Honored Contributor
Honored ContributorI did some tests on a real hardware (a Cyclone III BeMicro stick), starting with the "and/or" delay line structure suggested in the above quoted post. The delay is monotonic by design. Additional I placed each 16 delay nodes in a LAB and in one case got the below shown equidistant delays (about 0.4 ns per step) At the LAB boundary, there's an additional 0.4 ns routing delay. I didn't use any timing constraints, except for a classical timing analyzer defined clock frequency. Without the location assignment, the delays are still monotonic, but varying irregularly.

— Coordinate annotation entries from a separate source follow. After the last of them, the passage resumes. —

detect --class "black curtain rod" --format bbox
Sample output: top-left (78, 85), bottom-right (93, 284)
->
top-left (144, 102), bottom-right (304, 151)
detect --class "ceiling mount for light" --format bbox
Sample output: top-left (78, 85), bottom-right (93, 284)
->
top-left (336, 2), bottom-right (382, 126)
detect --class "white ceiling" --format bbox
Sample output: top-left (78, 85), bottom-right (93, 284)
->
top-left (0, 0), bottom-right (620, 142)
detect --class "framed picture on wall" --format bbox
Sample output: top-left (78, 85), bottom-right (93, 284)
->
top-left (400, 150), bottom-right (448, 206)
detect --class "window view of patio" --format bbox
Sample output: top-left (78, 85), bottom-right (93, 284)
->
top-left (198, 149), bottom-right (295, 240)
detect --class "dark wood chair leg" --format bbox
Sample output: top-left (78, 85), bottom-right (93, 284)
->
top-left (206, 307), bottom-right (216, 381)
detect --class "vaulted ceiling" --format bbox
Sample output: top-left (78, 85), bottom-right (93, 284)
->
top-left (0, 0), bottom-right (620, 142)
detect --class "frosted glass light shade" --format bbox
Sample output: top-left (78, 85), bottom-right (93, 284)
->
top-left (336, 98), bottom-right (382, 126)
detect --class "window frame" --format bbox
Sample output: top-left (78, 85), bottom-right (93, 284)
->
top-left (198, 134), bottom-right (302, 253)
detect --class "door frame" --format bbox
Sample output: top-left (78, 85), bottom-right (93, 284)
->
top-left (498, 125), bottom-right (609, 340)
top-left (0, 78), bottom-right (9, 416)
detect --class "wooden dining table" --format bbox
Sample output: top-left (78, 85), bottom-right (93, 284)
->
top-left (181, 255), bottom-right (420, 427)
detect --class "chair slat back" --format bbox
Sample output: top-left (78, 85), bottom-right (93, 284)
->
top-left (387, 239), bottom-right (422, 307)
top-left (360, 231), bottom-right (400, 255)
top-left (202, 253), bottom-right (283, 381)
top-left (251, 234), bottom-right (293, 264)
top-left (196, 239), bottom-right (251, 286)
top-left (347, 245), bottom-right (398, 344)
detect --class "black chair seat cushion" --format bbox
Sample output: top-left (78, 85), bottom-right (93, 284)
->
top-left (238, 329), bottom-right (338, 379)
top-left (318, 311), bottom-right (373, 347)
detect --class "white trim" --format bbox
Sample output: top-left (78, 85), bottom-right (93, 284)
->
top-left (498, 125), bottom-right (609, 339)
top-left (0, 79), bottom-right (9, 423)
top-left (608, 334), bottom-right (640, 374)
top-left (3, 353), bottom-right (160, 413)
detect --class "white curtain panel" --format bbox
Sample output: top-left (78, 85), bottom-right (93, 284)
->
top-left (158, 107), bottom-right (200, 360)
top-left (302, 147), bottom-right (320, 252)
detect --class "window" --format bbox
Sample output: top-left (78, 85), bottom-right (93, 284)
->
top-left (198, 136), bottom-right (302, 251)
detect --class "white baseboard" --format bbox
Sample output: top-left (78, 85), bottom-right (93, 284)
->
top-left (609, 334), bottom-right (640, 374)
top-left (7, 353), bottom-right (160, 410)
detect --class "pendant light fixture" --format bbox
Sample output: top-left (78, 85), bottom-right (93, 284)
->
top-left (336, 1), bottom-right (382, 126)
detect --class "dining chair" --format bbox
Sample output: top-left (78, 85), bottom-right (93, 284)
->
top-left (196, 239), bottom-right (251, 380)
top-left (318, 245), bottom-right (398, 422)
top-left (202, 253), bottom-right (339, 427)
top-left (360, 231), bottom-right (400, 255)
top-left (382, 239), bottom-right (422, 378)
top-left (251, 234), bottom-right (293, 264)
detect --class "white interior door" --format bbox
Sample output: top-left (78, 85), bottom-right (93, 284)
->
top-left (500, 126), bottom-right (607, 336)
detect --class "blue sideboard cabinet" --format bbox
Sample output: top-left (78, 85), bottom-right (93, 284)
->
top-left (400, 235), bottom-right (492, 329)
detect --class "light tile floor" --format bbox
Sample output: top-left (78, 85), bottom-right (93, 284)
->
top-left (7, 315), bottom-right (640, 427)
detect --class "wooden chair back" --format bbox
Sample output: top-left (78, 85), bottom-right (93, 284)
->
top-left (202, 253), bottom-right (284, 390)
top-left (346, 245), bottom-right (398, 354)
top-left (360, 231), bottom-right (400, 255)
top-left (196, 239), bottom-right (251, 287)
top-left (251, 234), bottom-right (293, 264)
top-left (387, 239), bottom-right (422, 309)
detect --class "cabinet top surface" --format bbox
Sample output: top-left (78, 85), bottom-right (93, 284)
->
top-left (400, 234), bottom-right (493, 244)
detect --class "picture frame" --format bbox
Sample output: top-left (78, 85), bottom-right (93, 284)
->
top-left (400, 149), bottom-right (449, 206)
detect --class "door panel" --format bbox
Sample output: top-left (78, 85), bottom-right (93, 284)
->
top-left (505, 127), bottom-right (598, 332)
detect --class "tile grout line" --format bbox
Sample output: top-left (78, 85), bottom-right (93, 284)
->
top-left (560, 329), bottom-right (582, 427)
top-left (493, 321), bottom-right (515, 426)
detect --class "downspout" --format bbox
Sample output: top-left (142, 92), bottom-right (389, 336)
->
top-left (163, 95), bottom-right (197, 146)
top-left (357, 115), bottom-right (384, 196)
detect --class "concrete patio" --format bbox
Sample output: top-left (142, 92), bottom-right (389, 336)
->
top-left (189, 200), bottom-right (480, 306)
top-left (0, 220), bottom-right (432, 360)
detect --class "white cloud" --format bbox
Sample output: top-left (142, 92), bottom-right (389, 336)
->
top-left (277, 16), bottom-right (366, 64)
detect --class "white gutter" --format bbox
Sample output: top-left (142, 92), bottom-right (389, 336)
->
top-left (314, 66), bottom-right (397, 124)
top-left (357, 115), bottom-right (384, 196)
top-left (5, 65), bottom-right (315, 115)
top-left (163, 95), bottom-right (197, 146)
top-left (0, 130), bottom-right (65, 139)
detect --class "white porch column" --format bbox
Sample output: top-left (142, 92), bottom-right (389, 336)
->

The problem is however, that Quartus P&R is apparently "fighting" against a regular delay line structure. Fixing the LABs is only part of the job. The 4 inputs of the Cyclone III LUT have different propagation delays, as the resource property editor shows. They are choosen by P&R apparently based on two criteria: 1.Timing constraints 2. Different routing capabilities of dataa-datad LUT input. So the shown equidistant delay waveform, where all delay elements are using the same input type for parallel input respectively chained delayed signal, has been only achieved by chance. Apply some changes to the design, and either Quartus' imagined timing target or limited routing resources will inforce a different result. I didn't yet check, if detailed timing constraints will work to achieve the intended timing reliably. But my tests suggests, that is probably the only method that can work at all. I also tried a different approach by instantiating cycloneiii_lcell_comb primitives. Here you specify LUT inputs and the logic function by a lut_mask explicitely. But these assignments may be conflicting with the available (or just intended, I'm not sure about) routing, and Quartus feels free to change lut_mask and LUT input assignment, thwarting the intended timing. The dont_touch generic, whatever it means seems to be completely ignored.